Em resposta à pergunta: “que mudanças precisamos de implementar para garantir que os direitos laborais não desapareçam no futuro próximo”, a resposta é que precisamos de mudar TUDO.

Isto porque as alterações climáticas vão, inevitavelmente, mudar tudo e levar a uma enorme disrupção e perda de direitos. Já estão em curso transformações nas diferentes esferas da economia e das nossas vidas e em diferentes partes do mundo devido às alterações climáticas. No entanto, estas transformações não serão justas e não se traduzirão numa sociedade mais justa e inclusiva, a menos que sejam impulsionadas pela sociedade no seu conjunto. A questão da justiça é importante porque a transição energética numa parte do mundo não pode, de forma alguma, significar injustiça, exploração e opressão noutras partes do mundo.

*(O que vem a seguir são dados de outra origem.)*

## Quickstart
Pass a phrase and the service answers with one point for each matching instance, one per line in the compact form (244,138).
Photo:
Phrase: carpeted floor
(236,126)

As atuais transformações que estão a acontecer são, pelo contrário, transformações que vão contra a maioria da classe trabalhadora, e especialmente contra as comunidades mais vulneráveis e oprimidas. Uma grande parte do trabalho está atualmente ao serviço da acumulação e da expansão do capital e, por conseguinte, muitas vezes associado a um conflito entre os interesses do “trabalho” e o ambiente e clima – o que, no fim de contas, é um conflito entre as pessoas e aqueles que lucram com a exploração do trabalho. Porque o trabalho está, em grande medida, organizado e planeado de forma a servir poucos e não muitos. Pelo contrário, num mundo em que o trabalho sirva efetivamente os interesses e as necessidades dos trabalhadores e das populações, esse conflito não existe, pois nesse caso o trabalho é planeado e organizado de forma a proteger o equilíbrio climático e os recursos naturais.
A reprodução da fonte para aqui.